Services had to be moved out of the tunnel's path then reinstated, including the country's largest sewer pipe, the Freemans Bay culvert, and the Birdcage pub. Beams were lowered to hold the walls apart, before ancient sediment was dug out, the floor installed and roof completed.
"Clay was up to the roof, diggers hauled it away and as it went artefacts emerged," Gebbie says.
A bag of sawdust from the 1800s, a rifle at the bottom of a well and a pile of 20 foot long wooden wharf pylons were some of the treasures revealed. "Several pylons were pulled out of the mud and made into Maori carvings for the new Victoria Park skatepark."
The tunnel will be finished two months before its due date. It will unblock a crucial bottleneck on State Highway 1 and improve the northbound approach to the Harbour Bridge.
"We've worked with massive traffic against lousy weather with minimum disruption. That spells achievement," says Gebbie.

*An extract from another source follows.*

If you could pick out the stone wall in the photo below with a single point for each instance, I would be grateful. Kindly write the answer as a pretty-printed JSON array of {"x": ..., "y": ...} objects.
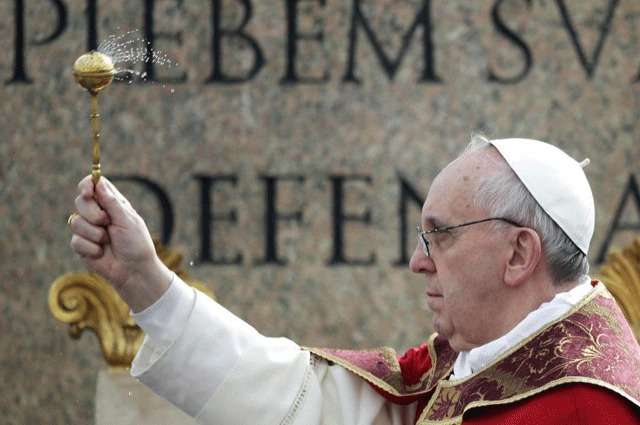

Gebbie will need his hard hat and notebook for a while yet. His next project is the Waterview tunnel, starting in June. That's expected to take five years - time enough for a poem to rival The Ancient Mariner?
Open day at the Tunnel
VICTORIA PARK TUNNEL is holding an open day on Saturday, October 29, but you must register. Around 10,000 people have booked; 5000 places are left. The event includes a walk through the tunnel, food stalls and entertainment. See www.tunnelwalk.eventbite.com
TWO OF THE tunnel's three northbound lanes will open to the public on Monday, November 7. The third lane will open in March.